Ford’s family has owned the three buildings that make up the Herron Avenue development since the 1960s. She said it’s important to keep the neighborhood affordable while investing in its future and rehabilitating existing buildings.
“My family's legacy has always been to provide affordable living in the Hill District,” she said. “My uncles and my grandmother always made sure that people had some place to live, and they kept it affordable. So I would like to just carry on that legacy.”.
The project is about “fostering housing opportunities and economic growth in this neighborhood,” said URA chief housing officer Quianna Wasler.
The units will be available to residents making between 30-50% of the area median income and below. In Pittsburgh, that’s a range of between $21,000 to $34,000 a year for a single person, according to the URA.
U.S. Rep. Summer Lee said it’s important to back development plans with community roots.
“There are many proposals for housing, but the reality is that the people who have lived here, who have endured, they deserve to also stay here and to be centered. And we want to see it done that way,” she said.

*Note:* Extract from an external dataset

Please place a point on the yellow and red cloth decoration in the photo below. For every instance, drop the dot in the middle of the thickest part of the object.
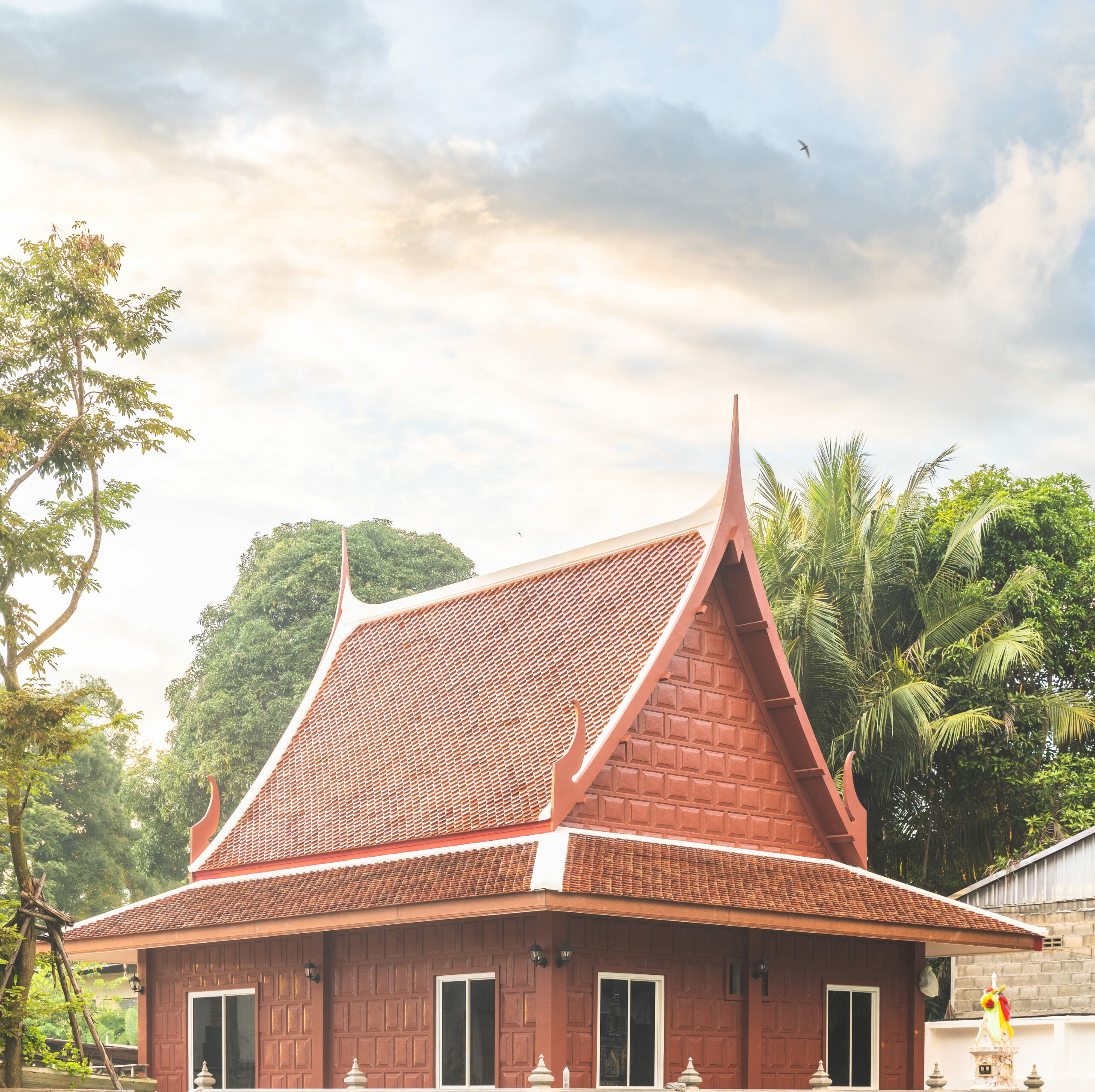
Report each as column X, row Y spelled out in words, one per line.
column 998, row 1013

The first five units and the laundromat are expected to open in six to nine months. And though five units address just a small fraction of demand for affordable housing in the city, Lee said the “key is the multiplication” of similar projects.
“Every unit isn't just the unit,” she said. “It's a family. It is stability. … That's five families that'll be touched by this project to start, and then we know that there are other investments going on throughout the Hill. That is just going to start to multiply.”
The Herron Village Apartments project has been in the works for the past four years, but more recent government actions were also on Lee's mind Tuesday.
Speaking with reporters, she condemned the Trump administration’s refusal to bring Kilmar Abrego Garcia, who was wrongly deported, back from El Salvador, even after the Supreme Court ordered his return.
Lee said Trump's defiance was an attempt to undermine the judiciary and called the situation a “constitutional crisis.”
“So that means that right now we need all of our institutions to be in alignment in calling this out. We need organized people right now who recognize the dangers that he poses, that the administration poses,” she said.
“It is not an issue that is only for immigrants,” she added. “If we can do it to someone who has legal status, we can do it to a citizen. And that is the slippery slope that we're on.”